Next: matrices
Up: MacAnova Help File
Previous: matread()
Contents
Keywords:
variables, files, input, output
This topic discusses the format of files to be read by matread() and
read(). They are plain text files which contain named data sets, each
starting with one or more header lines, such as are written by
matprint() and matwrite().
matread() and read() behave identically except that read() does not
print a warning message when the name requested belongs to a macro
rather than a data set. In the following, you can substitute 'read()'
for 'matread()'.
No more than 50 numerical items can be on any single line of a data set
read by matread() or read().
A single file can contain one or more named data sets corresponding to
any type of variable except GRAPH. This includes REAL, LOGICAL and
CHARACTER data, as well as NULL variables, macros and structures. Data
sets can have coordinate labels and/or descriptive notes. See topics
'variables', 'logic', 'NULL', 'notes'. The file can also have macros
readable by macroread() mixed in among the data sets. See topics
'macro_files' and macroread().
Every data set must have one or more header lines which give the data
set name, information about its structure and internal format. The
first line starts with the name and is called the 'name line'.

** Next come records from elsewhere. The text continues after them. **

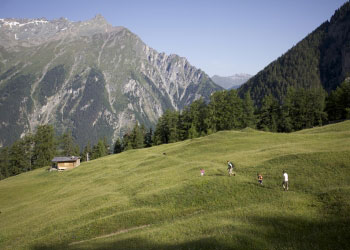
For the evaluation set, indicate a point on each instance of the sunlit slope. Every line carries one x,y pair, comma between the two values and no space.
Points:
155,198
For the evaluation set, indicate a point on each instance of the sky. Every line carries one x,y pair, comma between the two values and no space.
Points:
221,37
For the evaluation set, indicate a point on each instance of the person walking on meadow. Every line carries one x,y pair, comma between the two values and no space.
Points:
260,179
230,168
285,181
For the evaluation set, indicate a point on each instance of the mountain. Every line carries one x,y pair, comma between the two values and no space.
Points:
321,59
155,198
90,77
229,82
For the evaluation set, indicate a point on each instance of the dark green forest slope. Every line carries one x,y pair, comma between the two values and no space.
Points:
322,59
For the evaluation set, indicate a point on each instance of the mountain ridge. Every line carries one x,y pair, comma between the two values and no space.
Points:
320,60
136,83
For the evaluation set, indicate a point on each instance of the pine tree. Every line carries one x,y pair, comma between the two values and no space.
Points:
68,146
99,150
249,119
137,137
149,138
4,163
86,152
118,148
44,146
268,115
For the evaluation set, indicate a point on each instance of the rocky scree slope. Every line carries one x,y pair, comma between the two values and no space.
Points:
90,77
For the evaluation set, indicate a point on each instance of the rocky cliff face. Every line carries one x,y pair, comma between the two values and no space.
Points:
320,60
90,77
231,82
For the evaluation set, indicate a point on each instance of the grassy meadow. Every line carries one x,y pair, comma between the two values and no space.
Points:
155,198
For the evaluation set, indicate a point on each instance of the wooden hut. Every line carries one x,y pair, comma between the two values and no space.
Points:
67,162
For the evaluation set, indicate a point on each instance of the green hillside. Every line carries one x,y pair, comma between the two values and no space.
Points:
154,198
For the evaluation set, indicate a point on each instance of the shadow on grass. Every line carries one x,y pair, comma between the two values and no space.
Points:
272,233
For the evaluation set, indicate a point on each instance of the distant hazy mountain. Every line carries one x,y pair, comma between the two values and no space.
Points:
90,77
229,82
321,59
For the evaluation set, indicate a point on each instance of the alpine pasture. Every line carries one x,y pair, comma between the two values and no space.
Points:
155,198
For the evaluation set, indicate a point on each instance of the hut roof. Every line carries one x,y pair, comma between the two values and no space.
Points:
65,159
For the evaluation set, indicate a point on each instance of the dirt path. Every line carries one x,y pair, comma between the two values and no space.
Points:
111,234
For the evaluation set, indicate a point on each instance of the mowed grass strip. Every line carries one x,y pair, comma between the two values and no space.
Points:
161,187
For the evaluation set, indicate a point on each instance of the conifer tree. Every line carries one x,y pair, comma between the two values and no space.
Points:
44,146
149,138
68,146
118,148
249,119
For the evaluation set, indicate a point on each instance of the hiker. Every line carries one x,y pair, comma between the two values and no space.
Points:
285,181
230,168
260,179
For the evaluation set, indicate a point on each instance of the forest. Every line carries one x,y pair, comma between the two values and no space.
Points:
226,110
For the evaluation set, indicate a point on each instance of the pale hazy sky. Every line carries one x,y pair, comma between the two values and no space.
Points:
219,36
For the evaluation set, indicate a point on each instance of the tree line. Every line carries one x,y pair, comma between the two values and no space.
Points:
37,150
299,109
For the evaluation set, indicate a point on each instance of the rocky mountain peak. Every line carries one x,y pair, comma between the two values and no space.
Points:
88,76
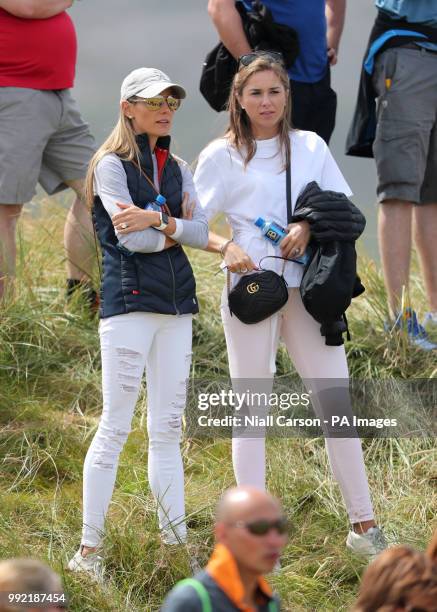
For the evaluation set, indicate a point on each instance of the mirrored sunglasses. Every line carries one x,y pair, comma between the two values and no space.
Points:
157,102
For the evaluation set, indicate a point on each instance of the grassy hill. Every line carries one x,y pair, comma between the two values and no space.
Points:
50,400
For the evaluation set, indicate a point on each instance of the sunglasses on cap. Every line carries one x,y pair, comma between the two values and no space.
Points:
248,58
263,526
157,102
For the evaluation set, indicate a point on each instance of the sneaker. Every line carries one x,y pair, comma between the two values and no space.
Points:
367,544
92,564
417,336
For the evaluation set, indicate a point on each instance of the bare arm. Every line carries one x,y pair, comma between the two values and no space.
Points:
35,9
228,24
335,14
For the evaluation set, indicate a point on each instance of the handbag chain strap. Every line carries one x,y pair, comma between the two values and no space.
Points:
289,218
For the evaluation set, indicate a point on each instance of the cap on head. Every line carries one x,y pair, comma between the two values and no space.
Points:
147,83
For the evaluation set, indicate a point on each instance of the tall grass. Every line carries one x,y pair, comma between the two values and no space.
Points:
50,401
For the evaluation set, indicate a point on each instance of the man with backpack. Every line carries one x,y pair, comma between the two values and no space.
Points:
250,533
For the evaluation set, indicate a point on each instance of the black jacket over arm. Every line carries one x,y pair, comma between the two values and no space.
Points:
330,278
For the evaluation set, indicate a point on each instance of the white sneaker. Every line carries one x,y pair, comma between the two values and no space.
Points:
92,564
367,544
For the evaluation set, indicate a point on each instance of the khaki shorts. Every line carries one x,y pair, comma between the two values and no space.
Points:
43,139
405,146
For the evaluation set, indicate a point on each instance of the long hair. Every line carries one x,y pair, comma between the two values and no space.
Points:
400,578
120,141
239,132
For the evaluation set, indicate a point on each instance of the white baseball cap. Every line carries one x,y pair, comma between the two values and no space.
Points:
147,83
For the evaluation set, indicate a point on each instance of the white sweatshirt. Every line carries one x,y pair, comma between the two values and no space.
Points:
224,185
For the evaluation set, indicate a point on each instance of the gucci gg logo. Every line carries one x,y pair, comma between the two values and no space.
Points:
252,288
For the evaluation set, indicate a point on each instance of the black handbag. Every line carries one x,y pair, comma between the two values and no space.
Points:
262,33
259,295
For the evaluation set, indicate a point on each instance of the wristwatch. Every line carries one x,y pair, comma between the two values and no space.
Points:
163,217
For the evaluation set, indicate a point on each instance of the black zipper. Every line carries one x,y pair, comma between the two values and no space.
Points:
174,284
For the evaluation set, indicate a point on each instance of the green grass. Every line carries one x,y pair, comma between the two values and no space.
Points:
50,401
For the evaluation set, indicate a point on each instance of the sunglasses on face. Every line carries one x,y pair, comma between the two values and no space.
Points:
263,526
248,58
157,102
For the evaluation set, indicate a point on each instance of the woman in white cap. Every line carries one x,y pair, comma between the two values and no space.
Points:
148,298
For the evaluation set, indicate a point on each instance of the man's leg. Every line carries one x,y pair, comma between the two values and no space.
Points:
9,214
394,237
78,236
425,234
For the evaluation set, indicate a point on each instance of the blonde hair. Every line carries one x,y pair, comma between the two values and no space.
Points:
239,132
121,141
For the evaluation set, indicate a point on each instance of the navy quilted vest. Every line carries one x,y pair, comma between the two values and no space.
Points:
160,282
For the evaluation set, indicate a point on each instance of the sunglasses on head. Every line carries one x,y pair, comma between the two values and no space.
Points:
157,102
263,526
248,58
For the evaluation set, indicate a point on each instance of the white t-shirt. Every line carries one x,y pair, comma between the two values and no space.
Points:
259,190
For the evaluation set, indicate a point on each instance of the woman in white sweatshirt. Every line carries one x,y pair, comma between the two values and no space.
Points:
243,176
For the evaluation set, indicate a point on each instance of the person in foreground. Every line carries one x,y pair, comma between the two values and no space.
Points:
29,580
243,175
148,298
250,532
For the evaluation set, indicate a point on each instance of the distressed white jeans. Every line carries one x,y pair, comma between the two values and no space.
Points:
129,343
251,353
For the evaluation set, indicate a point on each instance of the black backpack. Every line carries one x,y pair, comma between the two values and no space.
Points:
262,33
328,285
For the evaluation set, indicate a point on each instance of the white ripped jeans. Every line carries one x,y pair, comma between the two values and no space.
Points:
251,354
129,343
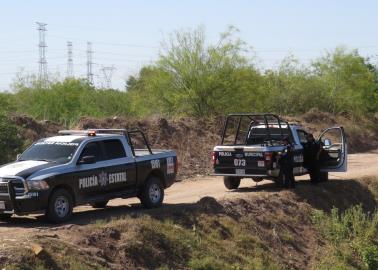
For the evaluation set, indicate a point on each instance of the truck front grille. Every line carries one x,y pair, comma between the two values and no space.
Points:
16,185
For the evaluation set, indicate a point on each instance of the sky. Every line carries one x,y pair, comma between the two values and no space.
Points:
127,34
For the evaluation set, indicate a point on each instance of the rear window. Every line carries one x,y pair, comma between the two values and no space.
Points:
114,149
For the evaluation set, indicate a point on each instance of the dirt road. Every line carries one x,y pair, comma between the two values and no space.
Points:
185,192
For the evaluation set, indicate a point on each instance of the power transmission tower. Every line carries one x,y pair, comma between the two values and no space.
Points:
42,53
89,62
69,61
108,73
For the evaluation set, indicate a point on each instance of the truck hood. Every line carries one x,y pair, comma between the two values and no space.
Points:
24,168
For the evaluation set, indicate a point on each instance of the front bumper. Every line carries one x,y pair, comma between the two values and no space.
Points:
16,198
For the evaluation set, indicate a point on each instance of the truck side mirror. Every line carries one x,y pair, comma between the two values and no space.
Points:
87,160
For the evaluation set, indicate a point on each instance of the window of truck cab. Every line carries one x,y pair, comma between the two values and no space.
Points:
50,151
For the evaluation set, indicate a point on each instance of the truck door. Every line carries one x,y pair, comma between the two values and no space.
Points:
334,157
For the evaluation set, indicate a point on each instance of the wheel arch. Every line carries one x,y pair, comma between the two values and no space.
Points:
159,174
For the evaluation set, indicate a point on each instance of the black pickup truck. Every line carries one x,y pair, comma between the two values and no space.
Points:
87,166
252,144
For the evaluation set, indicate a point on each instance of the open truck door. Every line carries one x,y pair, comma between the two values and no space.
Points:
334,157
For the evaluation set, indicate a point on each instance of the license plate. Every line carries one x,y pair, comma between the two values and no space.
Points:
240,171
261,163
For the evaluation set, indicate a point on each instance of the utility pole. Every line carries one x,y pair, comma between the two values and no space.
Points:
108,73
69,60
42,54
89,63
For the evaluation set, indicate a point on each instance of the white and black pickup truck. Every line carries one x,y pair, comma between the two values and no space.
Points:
85,167
252,144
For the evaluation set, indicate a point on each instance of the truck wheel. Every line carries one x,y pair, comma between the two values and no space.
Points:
101,204
257,179
60,206
152,194
231,182
323,177
5,216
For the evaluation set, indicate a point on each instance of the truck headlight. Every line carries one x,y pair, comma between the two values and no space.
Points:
37,185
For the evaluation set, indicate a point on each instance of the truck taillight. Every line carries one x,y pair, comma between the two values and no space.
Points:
268,158
214,157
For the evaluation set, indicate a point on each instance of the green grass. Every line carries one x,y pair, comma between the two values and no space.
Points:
352,239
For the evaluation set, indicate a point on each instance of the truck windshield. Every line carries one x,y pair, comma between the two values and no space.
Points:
57,152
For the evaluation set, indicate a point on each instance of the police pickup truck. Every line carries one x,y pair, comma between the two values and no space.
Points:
251,146
85,167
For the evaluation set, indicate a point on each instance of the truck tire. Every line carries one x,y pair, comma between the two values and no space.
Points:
257,179
60,206
101,204
323,177
5,216
152,194
231,182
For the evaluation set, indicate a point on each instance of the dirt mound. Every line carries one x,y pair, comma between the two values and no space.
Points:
32,130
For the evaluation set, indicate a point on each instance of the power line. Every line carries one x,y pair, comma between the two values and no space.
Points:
69,60
89,62
109,43
42,53
108,73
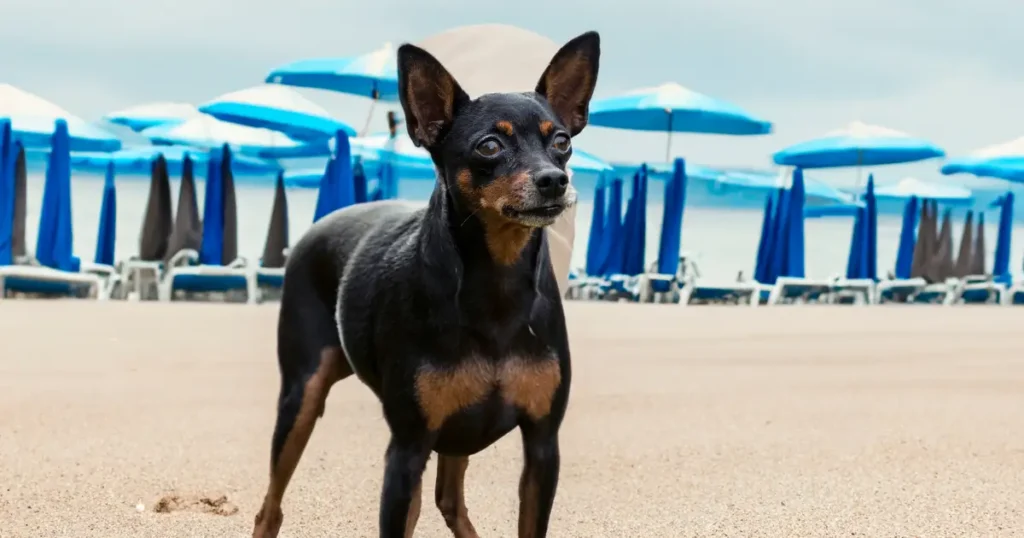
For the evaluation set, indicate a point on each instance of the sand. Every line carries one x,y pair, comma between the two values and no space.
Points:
813,421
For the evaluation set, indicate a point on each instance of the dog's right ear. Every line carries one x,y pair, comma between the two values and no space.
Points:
429,95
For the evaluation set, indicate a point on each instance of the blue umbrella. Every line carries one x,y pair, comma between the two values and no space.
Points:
858,145
672,220
212,247
139,160
1000,261
33,119
107,234
612,241
7,158
671,108
765,243
153,114
373,75
211,133
907,239
595,239
54,243
794,264
278,109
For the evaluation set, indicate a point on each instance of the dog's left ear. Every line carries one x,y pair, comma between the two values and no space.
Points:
568,82
430,95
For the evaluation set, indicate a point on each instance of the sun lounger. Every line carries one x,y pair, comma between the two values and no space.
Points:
184,274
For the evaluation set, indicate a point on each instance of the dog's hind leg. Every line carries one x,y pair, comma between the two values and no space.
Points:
450,495
311,361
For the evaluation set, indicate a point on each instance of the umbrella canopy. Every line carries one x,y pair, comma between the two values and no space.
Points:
279,109
107,235
858,145
139,160
910,188
142,117
34,119
373,75
672,108
965,257
187,230
209,132
54,243
907,240
157,222
276,234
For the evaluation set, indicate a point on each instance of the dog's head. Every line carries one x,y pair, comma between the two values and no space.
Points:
504,155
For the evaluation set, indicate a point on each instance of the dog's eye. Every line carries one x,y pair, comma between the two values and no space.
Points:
488,148
561,142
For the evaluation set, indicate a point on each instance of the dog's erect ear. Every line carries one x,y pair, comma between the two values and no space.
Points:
429,95
568,82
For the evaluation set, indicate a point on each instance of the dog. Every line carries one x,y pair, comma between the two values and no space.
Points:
450,314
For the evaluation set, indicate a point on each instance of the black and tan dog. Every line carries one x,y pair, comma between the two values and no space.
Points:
450,314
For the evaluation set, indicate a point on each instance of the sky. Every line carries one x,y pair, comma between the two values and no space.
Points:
949,72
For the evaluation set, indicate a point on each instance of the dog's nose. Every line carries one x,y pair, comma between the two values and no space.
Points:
551,183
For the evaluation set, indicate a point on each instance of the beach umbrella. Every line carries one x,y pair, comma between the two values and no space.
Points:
965,257
54,244
672,108
1004,238
139,160
907,188
107,235
672,220
764,243
33,120
978,263
211,133
279,109
187,231
858,145
595,239
611,235
871,229
276,234
926,239
942,259
907,240
142,117
158,219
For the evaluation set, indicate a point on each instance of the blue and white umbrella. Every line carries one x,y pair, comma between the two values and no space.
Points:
858,145
209,132
279,109
671,108
33,120
152,114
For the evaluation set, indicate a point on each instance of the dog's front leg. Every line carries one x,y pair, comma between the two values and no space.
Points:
540,478
402,478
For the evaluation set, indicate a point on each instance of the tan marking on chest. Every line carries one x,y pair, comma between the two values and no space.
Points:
526,383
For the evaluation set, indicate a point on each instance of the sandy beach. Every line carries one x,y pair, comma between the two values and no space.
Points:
684,422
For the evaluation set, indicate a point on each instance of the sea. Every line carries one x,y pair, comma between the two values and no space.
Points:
720,231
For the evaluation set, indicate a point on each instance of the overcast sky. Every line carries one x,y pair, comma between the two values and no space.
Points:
952,72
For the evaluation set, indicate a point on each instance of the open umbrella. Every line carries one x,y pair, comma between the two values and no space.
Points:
672,108
965,257
279,109
276,234
107,235
187,231
54,243
152,114
858,145
158,219
33,120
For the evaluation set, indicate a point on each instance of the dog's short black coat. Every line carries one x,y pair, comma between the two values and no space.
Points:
450,314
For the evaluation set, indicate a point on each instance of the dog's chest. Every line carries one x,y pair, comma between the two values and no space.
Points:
526,382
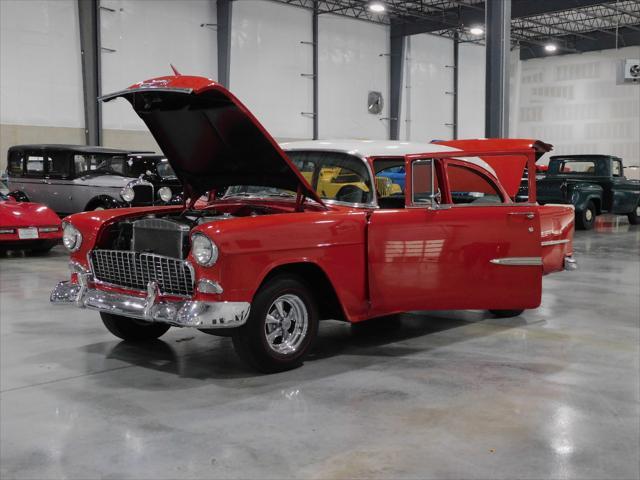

matread(fileName, setName) searches the file for the first line which
starts with 'setName'. Such a line is assumed to be the name line for
the data set.
Any data set may optionally be followed by a line starting '%setName%',
where 'setName' is its name. When this is done, keyword 'ENDED' should
appear on the name line of the data set. When the data sets has
associated labels or notes, '%setName%' should follow them. This usage
allows matread() to skip past a data set without examining individual
lines. Even if a line in such a data set starts with the name of
another data set, matread() will not "see" it and mistakenly treat it as
a name line.
A line starting _E_N_D_O_F_M_A_C_R_O_S_ terminates a search for a data
set or a macro. You can put help or other information after this line
without the danger that a line might be mistaken for the start of a data
set.
Format of data set header
The first header line for each data set starts with its name, followed
by dimension information and possibly keywords. This line may be
optionally followed by descriptive comment lines starting with ')'.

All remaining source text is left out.